The witch's expression didn't change. "I'm afraid Mr. Thorne is unavailable. He is on a research sabbatical."
"Sabbatical?" The word was a punch to the gut. "Since when?"
"As of this morning." The witch's gaze was polite but impenetrable. "Is there something I can assist you with? Your project with the Aethelred Vault has been reclassified to monitoring status. All further inquiries should be directed through the Department of Magical Artefacts."
He was gone. He had not just left the project; he had left. He had made himself completely, utterly unavailable.
"Thank you," Hermione mumbled, turning away before the witch could see the tears welling in her eyes. "No. There's nothing."
She fled the Department of Mysteries, the humiliation burning as hot as the grief. He had cut her out so cleanly, so efficiently. It was the most professional, most devastating rejection imaginable.
For the next two days, she moved through her life like a ghost. She went to work, she ate, she slept, but it was all a pantomime. The world had lost its color, its sound. The only thing that felt real was the aching, hollow space in her chest where their arguments, their shared silences, and his rare, breathtaking smiles used to be.
On the third day, Ginny found her. She didn't Floo or owl; she simply let herself into Hermione's flat with the key she'd been given for emergencies. She found Hermione curled on the sofa, still in her dressing gown though it was past noon, staring blankly at a cold cup of tea.
"Right," Ginny said, her hands on her hips. "That's enough of this."
Hermione didn't look up. "Go away, Ginny."
"Not a chance." Ginny marched over, vanished the cold tea with a flick of her wand, and sat down opposite her. "Talk. And don't you dare say it's 'nothing'. Harry says you look like you've been hit with a Jelly-Legs Jinx, and Ron's ready to hunt down Thorne and hex him into next week. What happened?"
The simple, direct concern was her undoing. A sob broke from Hermione's throat, harsh and ugly. The whole story came tumbling out in a messy, incoherent rush—the fight, her cruel words, the empty chamber, the note, the research sabbatical.
Ginny listened without interruption, her expression growing grimmer.
"And the worst part," Hermione finished, wiping her tears with the sleeve of her gown, "is that he's right. I was scared. I am scared. He's this brilliant, complicated, messy storm of a person, and I tried to put him in a neat little box labeled 'colleague' because I didn't know what else to do with him. And when he didn't fit, I smashed the box and blamed him for breaking it."
Ginny was quiet for a long moment. "You were a right idiot," she said finally, her voice not unkind.
"I know."
"And he's an even bigger one for running away instead of fighting for you."
Hermione shook her head. "Why would he fight for someone who sees him as a problem to be solved?"

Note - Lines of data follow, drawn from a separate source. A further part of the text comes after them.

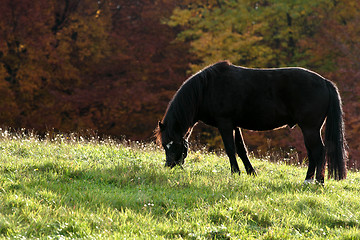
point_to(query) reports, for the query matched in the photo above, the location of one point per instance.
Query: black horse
(230, 97)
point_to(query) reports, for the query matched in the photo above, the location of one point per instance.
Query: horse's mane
(182, 109)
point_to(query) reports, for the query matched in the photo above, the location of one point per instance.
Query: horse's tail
(335, 142)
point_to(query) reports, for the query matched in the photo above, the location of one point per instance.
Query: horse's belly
(264, 120)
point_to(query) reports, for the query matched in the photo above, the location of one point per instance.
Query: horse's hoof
(309, 181)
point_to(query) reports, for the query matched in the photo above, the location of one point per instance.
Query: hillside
(71, 188)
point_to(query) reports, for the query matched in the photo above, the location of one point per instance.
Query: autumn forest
(112, 66)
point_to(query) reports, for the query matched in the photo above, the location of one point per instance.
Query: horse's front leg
(229, 143)
(242, 152)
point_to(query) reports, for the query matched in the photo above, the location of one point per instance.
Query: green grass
(66, 189)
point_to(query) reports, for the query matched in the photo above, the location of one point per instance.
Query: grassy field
(68, 188)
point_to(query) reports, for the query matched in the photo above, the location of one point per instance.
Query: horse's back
(264, 99)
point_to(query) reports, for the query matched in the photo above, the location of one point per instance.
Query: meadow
(74, 188)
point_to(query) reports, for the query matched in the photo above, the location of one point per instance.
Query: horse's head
(175, 149)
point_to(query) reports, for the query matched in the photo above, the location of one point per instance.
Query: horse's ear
(161, 126)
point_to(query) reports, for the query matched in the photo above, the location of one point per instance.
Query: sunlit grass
(70, 187)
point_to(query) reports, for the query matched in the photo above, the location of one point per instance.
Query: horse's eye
(169, 144)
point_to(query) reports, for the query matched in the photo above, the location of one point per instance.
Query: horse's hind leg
(242, 152)
(316, 154)
(228, 139)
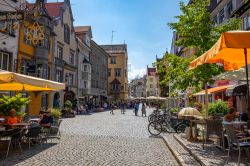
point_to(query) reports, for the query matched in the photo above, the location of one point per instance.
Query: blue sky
(141, 24)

"Because maybe," Ginny said, leaning forward, her eyes fierce, "he's just as scared as you are. You think someone that brilliant at reading magic is blind to people? He saw you pulling away, Hermione. He felt you building walls. So he did what proud, stupid people do—he left before he could be left."
The insight was so sharp, so true, it stole Hermione's breath. She had been so focused on her own fear, her own hurt, that she hadn't considered his. The man who understood grief so intimately would be hypersensitive to its first, faint whispers.

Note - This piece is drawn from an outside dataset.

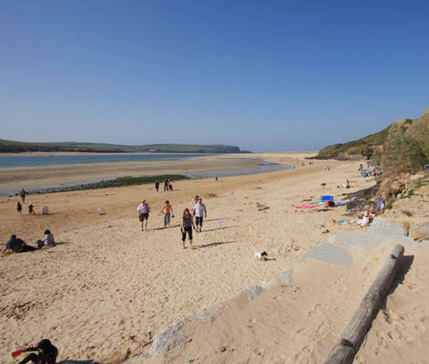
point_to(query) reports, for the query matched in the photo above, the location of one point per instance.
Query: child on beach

"What do I do?" Hermione whispered, feeling utterly lost.
"You do what you always do," Ginny said, standing up. "You figure it out. You research. You make a plan. But first, you get up, you take a shower, and you put on some real clothes. You're Hermione Granger. You don't fall apart over a man, even a complicated, brilliant one. You find a way to fix it."
Ginny's words were a lifeline, a call to arms. The paralyzing grief began to recede, replaced by a familiar, stubborn determination. Ginny was right. Falling apart wasn't going to bring him back. He had withdrawn from the field, but the war wasn't over.

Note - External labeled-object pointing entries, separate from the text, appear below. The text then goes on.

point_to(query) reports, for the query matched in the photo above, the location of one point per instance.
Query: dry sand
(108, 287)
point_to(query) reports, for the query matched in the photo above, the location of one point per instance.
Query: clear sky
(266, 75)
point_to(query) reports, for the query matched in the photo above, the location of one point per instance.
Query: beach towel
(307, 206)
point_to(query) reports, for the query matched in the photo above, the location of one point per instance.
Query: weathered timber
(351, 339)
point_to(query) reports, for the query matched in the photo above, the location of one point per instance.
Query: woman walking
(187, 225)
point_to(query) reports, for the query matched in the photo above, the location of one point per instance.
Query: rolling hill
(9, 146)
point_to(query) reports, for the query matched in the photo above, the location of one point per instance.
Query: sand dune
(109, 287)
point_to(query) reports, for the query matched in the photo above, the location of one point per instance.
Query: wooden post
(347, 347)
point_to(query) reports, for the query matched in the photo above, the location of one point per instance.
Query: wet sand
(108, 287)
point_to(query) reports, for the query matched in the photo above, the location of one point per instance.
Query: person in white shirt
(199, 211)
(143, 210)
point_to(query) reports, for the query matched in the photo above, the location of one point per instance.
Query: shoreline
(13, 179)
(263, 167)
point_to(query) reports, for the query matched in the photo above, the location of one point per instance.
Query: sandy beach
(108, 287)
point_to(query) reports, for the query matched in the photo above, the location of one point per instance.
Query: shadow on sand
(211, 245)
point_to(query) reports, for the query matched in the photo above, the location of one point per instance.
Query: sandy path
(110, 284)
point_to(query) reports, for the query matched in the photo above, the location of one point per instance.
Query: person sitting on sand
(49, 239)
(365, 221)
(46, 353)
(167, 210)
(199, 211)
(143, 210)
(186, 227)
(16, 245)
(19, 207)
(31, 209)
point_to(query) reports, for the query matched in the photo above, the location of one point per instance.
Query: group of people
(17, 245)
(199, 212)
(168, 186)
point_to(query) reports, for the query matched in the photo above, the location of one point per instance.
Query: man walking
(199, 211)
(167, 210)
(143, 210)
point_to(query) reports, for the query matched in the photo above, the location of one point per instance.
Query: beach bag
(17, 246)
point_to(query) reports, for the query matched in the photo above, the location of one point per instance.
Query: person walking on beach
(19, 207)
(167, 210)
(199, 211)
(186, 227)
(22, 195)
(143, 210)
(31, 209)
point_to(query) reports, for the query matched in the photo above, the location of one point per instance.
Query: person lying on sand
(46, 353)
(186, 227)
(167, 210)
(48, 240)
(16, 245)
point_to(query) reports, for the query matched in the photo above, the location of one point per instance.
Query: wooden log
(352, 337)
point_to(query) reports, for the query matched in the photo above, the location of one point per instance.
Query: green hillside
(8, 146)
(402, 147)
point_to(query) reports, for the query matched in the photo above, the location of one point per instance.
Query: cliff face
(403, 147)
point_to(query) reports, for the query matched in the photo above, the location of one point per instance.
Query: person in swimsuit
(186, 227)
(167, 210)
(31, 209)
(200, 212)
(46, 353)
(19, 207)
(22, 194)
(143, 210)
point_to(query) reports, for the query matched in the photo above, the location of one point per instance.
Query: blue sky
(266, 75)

She had accused him of pushing people away. It was time to prove she wasn't someone who could be pushed that easily.
She had no idea where he was. No idea how to reach him. But she knew magic. And she knew her own mind. He had started this by teaching her to listen to the magic of the Vault. Now, she would use everything he'd taught her, everything she was, to find a way back to him.
The reckoning was over. The fight back was about to begin.